County of San Mateo Conducts One-Day Homeless Count
The San Mateo County Human Services Agency and more than 300 volunteers canvassed the county in the early hours of Thursday, Jan. 31, 2019, to collect data about people experiencing homelessness and to help assess how best to serve this population.
The Biennial One Day Homeless Count was conducted from 5 a.m. to 10 a.m. that morning throughout San Mateo County. This effort provides a point-in-time snapshot of people experiencing homelessness. Data is compared with historical counts to show trends over time and the count is required by the U.S. Department of Housing and Urban Development.
Volunteers consisting of community-based providers, members of the public, and County staff, assisted by community guides with current or former experience of homelessness, will travel by foot and car to conduct an observational count and surveys of people experiencing homelessness in the 160 census tracts throughout San Mateo County.
Board of Supervisors President Carole Groom and new County Manager Mike Callagy both say addressing homelessness remains a key priority.
“The County and its partners are committed to helping people connect with services and moving then into housing as quickly as possible,” Groom said. “Knowing who is at risk or currently experiencing homelessness helps us better strategize solutions.”
Callagy echoed that commitment.
“Each set of homeless circumstances are as unique as the individuals and families experiencing it. Meeting these members of our community in person and really understanding their needs helps County staff, our partners and our Board make better-informed decisions on how to best provide a safety net,” Callagy said.

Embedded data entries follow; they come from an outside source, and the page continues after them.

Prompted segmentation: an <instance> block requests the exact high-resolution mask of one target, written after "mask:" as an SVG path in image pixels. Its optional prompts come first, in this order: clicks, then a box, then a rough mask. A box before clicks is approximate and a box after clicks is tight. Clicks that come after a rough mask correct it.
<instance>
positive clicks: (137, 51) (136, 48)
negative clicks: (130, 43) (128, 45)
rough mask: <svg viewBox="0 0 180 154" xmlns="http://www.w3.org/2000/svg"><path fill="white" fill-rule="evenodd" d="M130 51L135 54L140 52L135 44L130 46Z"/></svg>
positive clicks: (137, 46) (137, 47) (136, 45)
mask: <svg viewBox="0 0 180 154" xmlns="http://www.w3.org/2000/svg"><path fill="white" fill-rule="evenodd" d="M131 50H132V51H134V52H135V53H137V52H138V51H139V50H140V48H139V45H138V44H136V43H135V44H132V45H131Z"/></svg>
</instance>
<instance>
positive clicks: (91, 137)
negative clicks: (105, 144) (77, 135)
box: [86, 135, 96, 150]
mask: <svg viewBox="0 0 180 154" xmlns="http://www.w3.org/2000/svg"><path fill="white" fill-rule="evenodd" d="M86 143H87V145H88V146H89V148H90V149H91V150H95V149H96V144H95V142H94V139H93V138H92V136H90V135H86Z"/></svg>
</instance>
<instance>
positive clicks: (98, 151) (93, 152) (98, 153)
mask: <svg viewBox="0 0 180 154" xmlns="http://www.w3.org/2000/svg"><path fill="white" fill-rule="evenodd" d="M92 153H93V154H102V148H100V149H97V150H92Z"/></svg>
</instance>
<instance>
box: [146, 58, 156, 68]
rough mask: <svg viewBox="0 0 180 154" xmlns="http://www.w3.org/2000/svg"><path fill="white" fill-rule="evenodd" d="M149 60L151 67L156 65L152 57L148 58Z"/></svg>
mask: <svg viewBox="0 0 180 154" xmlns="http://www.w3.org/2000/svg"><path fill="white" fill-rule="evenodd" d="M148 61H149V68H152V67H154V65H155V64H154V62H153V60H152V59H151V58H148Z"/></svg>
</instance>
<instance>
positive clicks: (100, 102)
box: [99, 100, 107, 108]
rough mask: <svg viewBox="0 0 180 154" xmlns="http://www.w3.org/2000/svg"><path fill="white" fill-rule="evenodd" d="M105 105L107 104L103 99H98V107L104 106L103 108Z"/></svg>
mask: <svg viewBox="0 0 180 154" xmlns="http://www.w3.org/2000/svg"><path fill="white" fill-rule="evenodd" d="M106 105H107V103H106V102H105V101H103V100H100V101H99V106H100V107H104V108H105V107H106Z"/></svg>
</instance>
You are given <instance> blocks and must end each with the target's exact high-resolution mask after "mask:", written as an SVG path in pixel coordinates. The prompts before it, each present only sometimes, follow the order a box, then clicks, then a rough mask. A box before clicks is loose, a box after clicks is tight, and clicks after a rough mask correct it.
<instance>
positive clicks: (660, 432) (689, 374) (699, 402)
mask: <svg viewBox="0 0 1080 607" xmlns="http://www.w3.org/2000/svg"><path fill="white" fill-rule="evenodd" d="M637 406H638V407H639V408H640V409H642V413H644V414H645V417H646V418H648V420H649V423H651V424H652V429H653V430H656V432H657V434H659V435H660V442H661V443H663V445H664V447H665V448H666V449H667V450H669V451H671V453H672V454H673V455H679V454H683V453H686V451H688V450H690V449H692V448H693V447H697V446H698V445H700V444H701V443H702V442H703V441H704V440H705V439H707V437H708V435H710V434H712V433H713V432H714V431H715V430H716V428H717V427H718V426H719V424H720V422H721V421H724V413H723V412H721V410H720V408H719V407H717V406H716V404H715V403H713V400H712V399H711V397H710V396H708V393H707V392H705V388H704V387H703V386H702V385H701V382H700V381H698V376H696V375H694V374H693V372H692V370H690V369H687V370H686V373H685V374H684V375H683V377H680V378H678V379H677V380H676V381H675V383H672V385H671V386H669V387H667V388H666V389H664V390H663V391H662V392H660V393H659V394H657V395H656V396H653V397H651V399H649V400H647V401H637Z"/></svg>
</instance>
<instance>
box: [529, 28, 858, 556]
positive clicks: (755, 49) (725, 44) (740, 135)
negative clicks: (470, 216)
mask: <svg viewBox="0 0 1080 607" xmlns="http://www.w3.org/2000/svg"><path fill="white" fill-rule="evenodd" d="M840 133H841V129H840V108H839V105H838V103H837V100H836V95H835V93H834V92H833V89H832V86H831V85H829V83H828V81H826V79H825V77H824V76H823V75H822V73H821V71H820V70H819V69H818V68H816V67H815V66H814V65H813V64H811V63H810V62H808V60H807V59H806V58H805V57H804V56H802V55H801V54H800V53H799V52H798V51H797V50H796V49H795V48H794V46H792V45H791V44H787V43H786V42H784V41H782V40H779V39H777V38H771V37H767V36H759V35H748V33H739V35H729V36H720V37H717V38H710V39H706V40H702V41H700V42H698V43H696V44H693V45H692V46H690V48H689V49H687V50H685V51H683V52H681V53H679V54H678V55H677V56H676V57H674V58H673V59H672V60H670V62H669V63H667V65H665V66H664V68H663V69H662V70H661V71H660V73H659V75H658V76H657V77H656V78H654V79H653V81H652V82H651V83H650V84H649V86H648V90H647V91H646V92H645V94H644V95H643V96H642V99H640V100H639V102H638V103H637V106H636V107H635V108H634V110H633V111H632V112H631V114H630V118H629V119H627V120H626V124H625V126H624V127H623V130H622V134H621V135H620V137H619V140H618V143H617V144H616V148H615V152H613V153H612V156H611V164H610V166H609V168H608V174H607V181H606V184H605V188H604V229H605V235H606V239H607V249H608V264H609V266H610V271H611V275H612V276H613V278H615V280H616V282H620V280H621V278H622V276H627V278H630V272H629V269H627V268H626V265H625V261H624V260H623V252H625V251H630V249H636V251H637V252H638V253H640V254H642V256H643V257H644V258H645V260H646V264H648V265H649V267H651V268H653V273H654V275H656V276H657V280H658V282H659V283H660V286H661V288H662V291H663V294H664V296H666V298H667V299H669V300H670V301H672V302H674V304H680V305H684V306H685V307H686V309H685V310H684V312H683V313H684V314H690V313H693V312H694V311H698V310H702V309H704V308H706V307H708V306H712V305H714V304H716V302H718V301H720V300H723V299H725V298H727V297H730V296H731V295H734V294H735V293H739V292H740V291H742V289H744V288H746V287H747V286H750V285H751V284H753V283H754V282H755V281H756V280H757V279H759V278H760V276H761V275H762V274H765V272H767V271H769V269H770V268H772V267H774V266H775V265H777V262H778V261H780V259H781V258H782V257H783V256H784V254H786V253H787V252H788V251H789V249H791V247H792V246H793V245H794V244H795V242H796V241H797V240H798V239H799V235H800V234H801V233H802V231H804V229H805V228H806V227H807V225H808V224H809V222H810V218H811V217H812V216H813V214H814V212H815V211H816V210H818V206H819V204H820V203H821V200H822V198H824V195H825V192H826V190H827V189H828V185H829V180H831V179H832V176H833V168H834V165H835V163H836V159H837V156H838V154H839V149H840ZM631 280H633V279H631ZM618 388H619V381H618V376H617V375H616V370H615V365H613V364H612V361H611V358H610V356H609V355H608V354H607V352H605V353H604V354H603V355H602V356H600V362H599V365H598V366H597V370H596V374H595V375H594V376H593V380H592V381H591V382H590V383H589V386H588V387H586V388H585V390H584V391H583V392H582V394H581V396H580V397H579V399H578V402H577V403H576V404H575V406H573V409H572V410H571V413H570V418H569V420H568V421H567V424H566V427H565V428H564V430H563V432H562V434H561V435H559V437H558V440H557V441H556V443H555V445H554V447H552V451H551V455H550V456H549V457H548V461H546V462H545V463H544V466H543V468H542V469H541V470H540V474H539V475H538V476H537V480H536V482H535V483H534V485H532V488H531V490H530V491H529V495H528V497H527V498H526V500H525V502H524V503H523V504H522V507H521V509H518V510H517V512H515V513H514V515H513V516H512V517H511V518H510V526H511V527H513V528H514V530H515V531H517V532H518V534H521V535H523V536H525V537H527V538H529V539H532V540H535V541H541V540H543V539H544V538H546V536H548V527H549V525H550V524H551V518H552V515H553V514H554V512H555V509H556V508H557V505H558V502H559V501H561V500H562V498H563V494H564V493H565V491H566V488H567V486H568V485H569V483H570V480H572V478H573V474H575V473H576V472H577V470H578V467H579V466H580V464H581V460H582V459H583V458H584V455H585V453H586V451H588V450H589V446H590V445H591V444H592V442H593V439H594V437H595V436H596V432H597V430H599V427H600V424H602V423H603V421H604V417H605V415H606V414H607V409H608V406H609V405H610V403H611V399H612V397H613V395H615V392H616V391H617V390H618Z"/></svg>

An invaluable component of the One Day Homeless Count were surveys of individuals and families who are experiencing homelessness. Volunteers collected the data via a mobile app (Connecting Us). The survey and count information will help the County and its partners assess how to best serve households experiencing homelessness.
Preliminary results are processed and analyzed then submitted to HUD, with a final report published in June.
“We are deeply committed to this population. By collecting strong data on the number, characteristics, and service needs of those experiencing homelessness in our community, this information will serve as a critical component for local planning and program development to assist them with returning to housing as quickly as possible,” HSA Director Nicole Pollack said.